もう何なのか…穴に入ったら進むしかない!ない!
「ぁぁぁぁぁぁぁぁぁぁぁぁぁ」と、なんか聞こえてきた。
どこから声が…?
「ぁぁぁぁぁぁぁぁぁぁぁぁああああああああああ!」
ガツンと頭に衝撃が…
「痛てええええええええええええっっ!!!???」
なに?なんなの!?
「ご、ごめんなさい!?大丈夫!?」
緑色の髪の幼女…こいつは…
「釣瓶落としか…懐かしいな…こんな感じの奴で鋏で俺の首を切ろうとしてきた奴がいたっけ?返り討ちにしたら泣いてたよな…」
「いや!?ちょっ!?それ私!?」
「は…?お前まさか…キスメか?」
「そうだよ!龍騎!?」
「そうだが?」
「龍輝~~!!!」
抱きついてきた。可愛いやつめ…
「そういや、地霊殿に行きたいんだけど何処から行けばいいんだ?ここじゃないだろ?」
「いや…ここを進んでいけばつくけど?」
え?うそ!?
「ラッキーだったのか…」
「良かったねー!私も付いていくよ!」
「あんがと」
まぁ、血にまみれた争いにはならないだろう…多分。
途中で目をギラギラさせた土蜘蛛とパルパル言ってる女の子がいたが土蜘蛛は無視、パルパル言ってる女の子は素直に誉めたらプッシューと音がして倒れた。

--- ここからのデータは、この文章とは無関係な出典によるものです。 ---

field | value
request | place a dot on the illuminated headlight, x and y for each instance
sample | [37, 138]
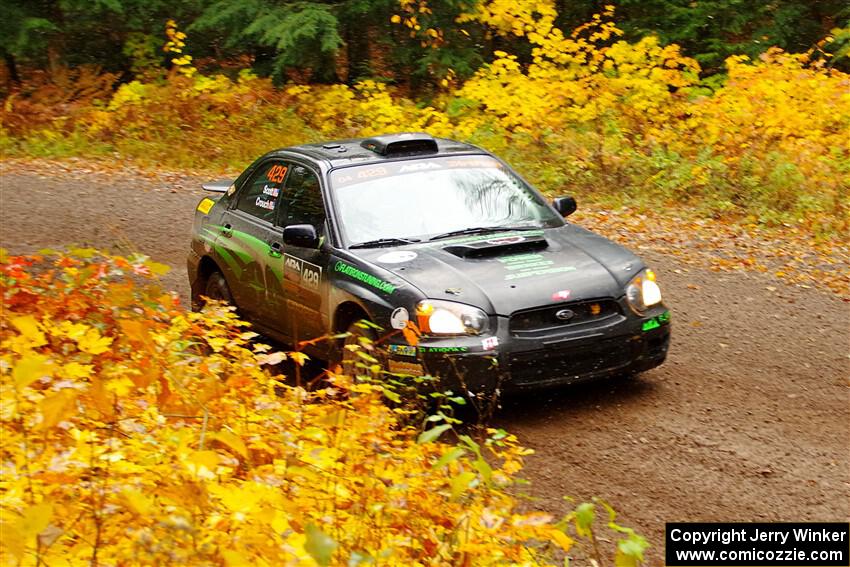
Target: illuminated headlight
[643, 292]
[437, 317]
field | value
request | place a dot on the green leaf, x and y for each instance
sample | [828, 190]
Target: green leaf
[319, 545]
[461, 482]
[585, 514]
[484, 468]
[450, 456]
[433, 433]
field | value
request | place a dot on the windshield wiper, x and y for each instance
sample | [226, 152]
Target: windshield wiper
[480, 230]
[384, 242]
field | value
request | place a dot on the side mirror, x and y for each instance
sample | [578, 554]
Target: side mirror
[301, 235]
[565, 205]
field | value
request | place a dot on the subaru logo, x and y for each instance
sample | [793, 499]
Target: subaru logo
[564, 315]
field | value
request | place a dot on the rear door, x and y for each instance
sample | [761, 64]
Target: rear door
[249, 240]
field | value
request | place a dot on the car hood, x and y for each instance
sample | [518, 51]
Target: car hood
[506, 271]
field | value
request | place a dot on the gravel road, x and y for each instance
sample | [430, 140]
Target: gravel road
[749, 419]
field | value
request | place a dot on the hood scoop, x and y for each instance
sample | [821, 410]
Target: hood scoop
[496, 246]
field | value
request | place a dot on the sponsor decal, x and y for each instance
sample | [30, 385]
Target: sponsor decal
[368, 279]
[656, 322]
[276, 173]
[265, 203]
[421, 166]
[479, 237]
[443, 349]
[523, 266]
[399, 318]
[206, 205]
[562, 295]
[506, 240]
[301, 272]
[406, 368]
[564, 315]
[396, 257]
[402, 350]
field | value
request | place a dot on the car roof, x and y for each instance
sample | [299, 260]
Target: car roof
[377, 149]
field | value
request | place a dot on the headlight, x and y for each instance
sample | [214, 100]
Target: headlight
[448, 318]
[642, 292]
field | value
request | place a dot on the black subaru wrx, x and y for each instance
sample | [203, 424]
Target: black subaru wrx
[410, 231]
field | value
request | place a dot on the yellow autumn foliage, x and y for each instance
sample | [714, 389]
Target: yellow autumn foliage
[584, 112]
[136, 433]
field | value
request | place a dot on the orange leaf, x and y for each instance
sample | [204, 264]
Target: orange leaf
[58, 407]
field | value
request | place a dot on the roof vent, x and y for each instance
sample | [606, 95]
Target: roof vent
[401, 144]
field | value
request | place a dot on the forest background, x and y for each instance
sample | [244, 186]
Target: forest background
[727, 108]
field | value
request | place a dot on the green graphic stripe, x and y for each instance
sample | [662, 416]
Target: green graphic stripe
[656, 322]
[492, 236]
[368, 279]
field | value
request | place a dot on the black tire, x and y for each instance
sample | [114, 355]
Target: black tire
[357, 335]
[217, 288]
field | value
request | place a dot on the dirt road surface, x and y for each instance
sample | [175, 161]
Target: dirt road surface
[749, 419]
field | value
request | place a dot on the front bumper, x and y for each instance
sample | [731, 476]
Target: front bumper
[622, 345]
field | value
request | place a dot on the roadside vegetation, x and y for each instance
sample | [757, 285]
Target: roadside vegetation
[137, 433]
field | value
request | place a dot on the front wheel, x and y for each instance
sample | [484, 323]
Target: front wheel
[359, 350]
[217, 288]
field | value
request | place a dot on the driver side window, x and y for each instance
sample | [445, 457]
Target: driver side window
[259, 196]
[302, 199]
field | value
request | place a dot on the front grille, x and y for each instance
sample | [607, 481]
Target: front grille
[566, 362]
[545, 318]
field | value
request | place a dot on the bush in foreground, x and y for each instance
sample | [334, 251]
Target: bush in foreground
[134, 432]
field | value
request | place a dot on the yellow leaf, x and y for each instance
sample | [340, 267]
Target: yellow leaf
[299, 357]
[232, 441]
[14, 541]
[30, 329]
[30, 368]
[460, 483]
[203, 463]
[58, 407]
[561, 539]
[93, 343]
[120, 386]
[137, 502]
[77, 371]
[34, 520]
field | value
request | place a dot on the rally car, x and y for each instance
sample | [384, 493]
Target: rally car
[471, 273]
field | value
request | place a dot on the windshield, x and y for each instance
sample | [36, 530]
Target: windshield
[421, 198]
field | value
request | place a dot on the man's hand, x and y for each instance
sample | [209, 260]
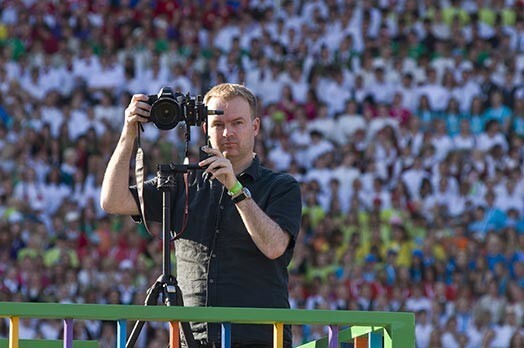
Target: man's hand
[219, 167]
[137, 111]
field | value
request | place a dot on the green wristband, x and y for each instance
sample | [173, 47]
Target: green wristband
[236, 189]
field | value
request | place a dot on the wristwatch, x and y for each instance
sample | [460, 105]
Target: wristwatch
[245, 193]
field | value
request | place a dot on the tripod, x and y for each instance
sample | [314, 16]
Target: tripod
[166, 284]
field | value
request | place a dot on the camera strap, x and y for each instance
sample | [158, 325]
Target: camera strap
[139, 175]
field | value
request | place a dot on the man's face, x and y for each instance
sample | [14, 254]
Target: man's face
[233, 133]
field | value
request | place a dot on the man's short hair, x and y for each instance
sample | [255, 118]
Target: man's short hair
[228, 91]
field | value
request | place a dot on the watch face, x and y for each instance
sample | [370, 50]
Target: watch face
[245, 194]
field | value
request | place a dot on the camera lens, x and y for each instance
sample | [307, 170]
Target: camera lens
[165, 114]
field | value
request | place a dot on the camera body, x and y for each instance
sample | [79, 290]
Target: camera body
[168, 108]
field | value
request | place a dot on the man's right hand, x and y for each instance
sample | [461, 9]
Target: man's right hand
[137, 111]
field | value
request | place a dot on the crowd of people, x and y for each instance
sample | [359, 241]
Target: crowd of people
[402, 120]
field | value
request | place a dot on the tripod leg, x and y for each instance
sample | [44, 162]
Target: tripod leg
[173, 296]
[151, 299]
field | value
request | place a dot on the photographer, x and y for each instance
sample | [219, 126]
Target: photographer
[243, 218]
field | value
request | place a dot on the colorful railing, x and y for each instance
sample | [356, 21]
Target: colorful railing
[363, 329]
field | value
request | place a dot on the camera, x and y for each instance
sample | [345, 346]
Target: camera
[168, 108]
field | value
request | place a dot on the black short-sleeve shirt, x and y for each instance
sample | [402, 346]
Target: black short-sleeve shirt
[218, 264]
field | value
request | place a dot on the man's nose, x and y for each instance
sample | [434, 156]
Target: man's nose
[227, 131]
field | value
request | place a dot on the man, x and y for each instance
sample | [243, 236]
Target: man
[243, 219]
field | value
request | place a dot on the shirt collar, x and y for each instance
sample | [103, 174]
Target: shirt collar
[253, 171]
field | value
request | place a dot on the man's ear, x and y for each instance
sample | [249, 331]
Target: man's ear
[256, 125]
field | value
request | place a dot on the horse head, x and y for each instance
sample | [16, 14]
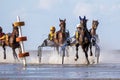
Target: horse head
[62, 24]
[95, 24]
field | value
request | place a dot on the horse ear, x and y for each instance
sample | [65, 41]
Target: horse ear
[80, 17]
[64, 20]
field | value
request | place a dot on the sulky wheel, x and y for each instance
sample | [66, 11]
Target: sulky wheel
[16, 24]
[21, 55]
[18, 39]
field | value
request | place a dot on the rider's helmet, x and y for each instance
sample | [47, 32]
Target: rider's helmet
[52, 28]
[78, 26]
[0, 29]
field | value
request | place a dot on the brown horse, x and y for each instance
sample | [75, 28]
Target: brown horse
[10, 40]
[59, 40]
[84, 39]
[62, 34]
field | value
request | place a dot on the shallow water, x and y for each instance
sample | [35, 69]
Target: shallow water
[51, 68]
[59, 72]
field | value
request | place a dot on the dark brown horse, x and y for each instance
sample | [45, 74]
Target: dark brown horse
[84, 40]
[10, 40]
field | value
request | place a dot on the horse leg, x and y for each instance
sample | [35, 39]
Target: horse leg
[4, 52]
[77, 46]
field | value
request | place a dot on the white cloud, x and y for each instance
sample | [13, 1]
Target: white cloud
[95, 9]
[83, 9]
[48, 4]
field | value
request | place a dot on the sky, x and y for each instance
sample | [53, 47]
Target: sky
[40, 15]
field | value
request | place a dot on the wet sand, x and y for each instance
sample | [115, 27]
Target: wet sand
[107, 69]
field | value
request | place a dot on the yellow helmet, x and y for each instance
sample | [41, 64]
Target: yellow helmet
[52, 28]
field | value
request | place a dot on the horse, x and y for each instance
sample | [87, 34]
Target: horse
[84, 39]
[49, 42]
[95, 38]
[58, 41]
[10, 40]
[61, 37]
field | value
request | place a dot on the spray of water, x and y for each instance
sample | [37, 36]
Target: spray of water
[52, 57]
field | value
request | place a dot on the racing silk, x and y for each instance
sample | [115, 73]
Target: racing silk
[51, 36]
[77, 35]
[2, 36]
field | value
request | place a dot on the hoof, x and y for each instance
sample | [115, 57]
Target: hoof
[76, 58]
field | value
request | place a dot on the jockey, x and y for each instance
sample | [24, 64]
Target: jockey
[2, 35]
[78, 31]
[52, 33]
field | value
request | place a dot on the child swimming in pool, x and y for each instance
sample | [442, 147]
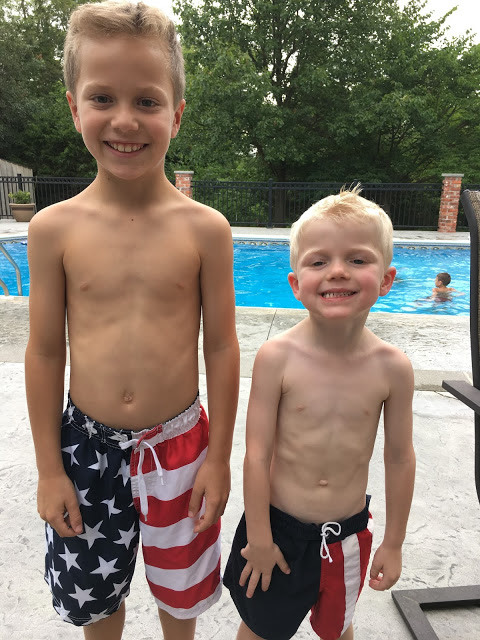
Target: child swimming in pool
[441, 289]
[317, 394]
[133, 264]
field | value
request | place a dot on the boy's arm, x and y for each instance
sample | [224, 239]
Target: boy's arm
[44, 374]
[399, 458]
[261, 553]
[222, 358]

キスメにジト目で見られたが…悪いことはしてないはずだ!多分…
洞窟を抜けると街が出てきた。
喧騒が凄い。酒場が多い。喧嘩してる。
「とっても面白い所じゃねえか。」
オラワクワクすっぞ!
「面白くないよ?少なくとも普通の人間には…」
「いや、俺人間やぞ?」
「普通じゃないじゃん…力強いし、光速で動くし、空飛ぶし、寿命止まってるし。何処が普通の人間なのさ?」
…普通じゃないな。完璧に。
「しかも鬼の四天王と仲良いし妖怪に好かれまくるし旅のしすぎで魔法も覚えて弟子もとって、何処が人間よ…?」
「反論が…出来ない…」
「当たり前でしょ?反論させないもの。」
「くっ…」
そんなに話してたら地霊殿に着いた。
「ドアホンがあるし…流石だ!」
「これって何なの?」
「外から誰か来た時に押すボタン。中で音が鳴るから誰か来たって分かる。」
「へー…そんな便利なものがあるんだ…」
知らなかったようである。
まぁ、地底には異変の影響が無かったってことか…
ありがたいな。
ドアホンを押して待っていると赤い髪の女の子が来た。猫耳が生えてる。触りたいな…
「どーも!地霊殿へようこそ!どんなご用件で?」
聞いてくれて助かった。俺は理由を説明した。
「あ、じゃあ、大丈夫ですね!さとり様のところに案内します。」
案内してくれるというので先導して貰った。猫耳を触りながら。
「ふにゃっ!?」カワエエ…「ニャフッ!?」なにこれカワエエ…「ゴロゴロゴロゴロ」おっと、つい撫ですぎてしまった。案内して貰うはずが…何故!?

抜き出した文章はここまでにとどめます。